Eutopic endometrial tissues were obtained from patients with or without endometriosis, and expression of cell surface molecules in eutopic endometrial stromal cells (ESCs) was evaluated via iTRAQ-based proteomic analysis. Based on the results, we focused on galectin-3. Galectin-3 expression in clinical samples was confirmed by immunohistochemistry and Western blot analysis. The concentration of secreted galectin-3 was measured using enzyme-linked immunosorbent assays. Adhesion and migration of ESCs were evaluated by in vitro adhesion and wound healing assays. The cytotoxicity of natural killer cells was measured via calcein release assays. Cell proliferation was measured using the CyQUANT Cell Proliferation Assay Kit.

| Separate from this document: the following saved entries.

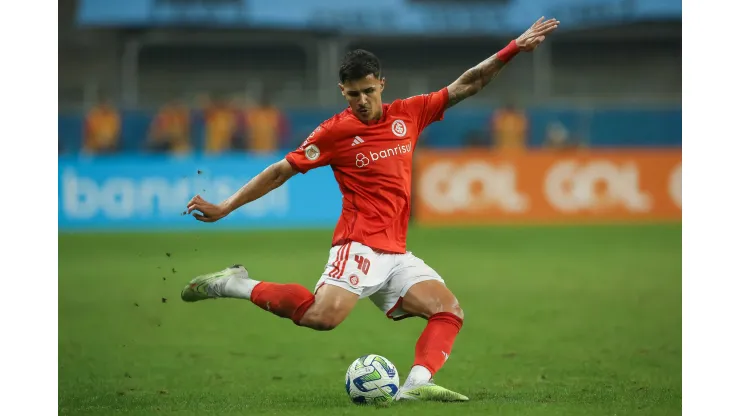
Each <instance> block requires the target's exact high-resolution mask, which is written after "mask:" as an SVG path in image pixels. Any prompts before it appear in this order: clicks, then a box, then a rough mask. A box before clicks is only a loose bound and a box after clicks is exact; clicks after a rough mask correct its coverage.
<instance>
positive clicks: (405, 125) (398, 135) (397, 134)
mask: <svg viewBox="0 0 740 416" xmlns="http://www.w3.org/2000/svg"><path fill="white" fill-rule="evenodd" d="M391 130H392V131H393V134H395V135H396V136H398V137H403V136H405V135H406V123H404V122H403V120H395V121H394V122H393V124H392V125H391Z"/></svg>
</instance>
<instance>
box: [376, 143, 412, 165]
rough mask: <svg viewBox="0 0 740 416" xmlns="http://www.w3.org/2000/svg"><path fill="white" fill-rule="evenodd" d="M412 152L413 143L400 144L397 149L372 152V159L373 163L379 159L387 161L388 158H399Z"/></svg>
mask: <svg viewBox="0 0 740 416" xmlns="http://www.w3.org/2000/svg"><path fill="white" fill-rule="evenodd" d="M409 152H411V143H408V144H399V145H398V146H396V147H391V148H390V149H385V150H381V151H380V152H377V153H376V152H372V151H371V152H370V159H372V160H373V161H376V160H378V159H385V158H387V157H391V156H397V155H401V154H404V153H409Z"/></svg>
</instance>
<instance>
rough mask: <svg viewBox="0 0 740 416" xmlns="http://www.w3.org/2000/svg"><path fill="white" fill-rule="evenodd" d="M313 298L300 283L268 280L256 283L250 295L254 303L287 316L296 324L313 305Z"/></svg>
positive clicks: (270, 311)
mask: <svg viewBox="0 0 740 416" xmlns="http://www.w3.org/2000/svg"><path fill="white" fill-rule="evenodd" d="M314 299H315V298H314V296H313V293H311V292H310V291H309V290H308V289H306V288H305V287H303V286H301V285H298V284H295V283H289V284H286V285H283V284H279V283H270V282H260V283H257V286H255V287H254V289H252V297H251V301H252V303H254V304H255V305H257V306H259V307H260V308H262V309H264V310H266V311H268V312H272V313H274V314H275V315H277V316H279V317H281V318H289V319H291V320H292V321H293V322H294V323H295V324H296V325H298V323H299V322H300V321H301V318H303V314H305V313H306V311H307V310H308V308H309V307H311V305H313V302H314Z"/></svg>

iTRAQ analysis revealed that galectin-3 expression was specifically elevated in the ESCs from endometriosis patients. Immunohistochemistry confirmed galectin-3 overexpression in the eutopic endometrium of endometriosis, irrespective of the menstrual phase. Galectin-3 was overexpressed and secreted by the eutopic ESCs from patients with endometriosis compared to that from patients without endometriosis. Galectin-3 expression in ESCs increased adhesion and migration, whereas galectin-3 inhibitors impaired these processes. Galectin-3 reduced the cytotoxicity of natural killer cells toward ESCs, while not affecting cell proliferation.
Galectin-3 promotes peritoneal engraftment of ESCs due to impaired immune surveillance in the peritoneal cavity and increases ESCs adhesion and migration to the peritoneum.
子宫内膜异位症的发病机制仍不清楚。逆行月经中的子宫内膜细胞被认为是子宫内膜异位症的来源;因此,我们假设在位内膜可能为发病机制提供线索。我们旨在阐明在位内膜细胞在子宫内膜异位症发展中的作用。
从有或没有子宫内膜异位症的患者中获取在位子宫内膜组织,并通过 iTRAQ 基于蛋白质组学分析评估在位子宫内膜基质细胞 (ESCs) 表面分子的表达。基于这些结果,我们重点研究了半乳糖凝集素-3。通过免疫组织化学和 Western blot 分析证实了临床样本中半乳糖凝集素-3的表达。使用酶联免疫吸附试验测量分泌的半乳糖凝集素-3的浓度。通过体外粘附和划痕愈合试验评估 ESC 的粘附和迁移。通过钙黄绿素释放试验测量自然杀伤细胞的细胞毒性。使用 CyQUANT 细胞增殖测定试剂盒测量细胞增殖。
iTRAQ 分析显示,半乳糖凝集素-3在子宫内膜异位症患者的 ESCs 中特异性升高。免疫组织化学证实了子宫内膜异位症在位内膜中半乳糖凝集素-3的过度表达,与月经周期无关。与没有子宫内膜异位症的患者相比,子宫内膜异位症患者的 ESCs 中半乳糖凝集素-3过度表达并分泌。ESCs 中的半乳糖凝集素-3表达增加了粘附和迁移,而半乳糖凝集素-3抑制剂则削弱了这些过程。半乳糖凝集素-3降低了自然杀伤细胞对 ESCs 的细胞毒性,而不影响细胞增殖。
半乳糖凝集素-3通过削弱腹腔内的免疫监视,促进 ESCs 在腹膜中的植入,并增加 ESCs 向腹膜的粘附和迁移。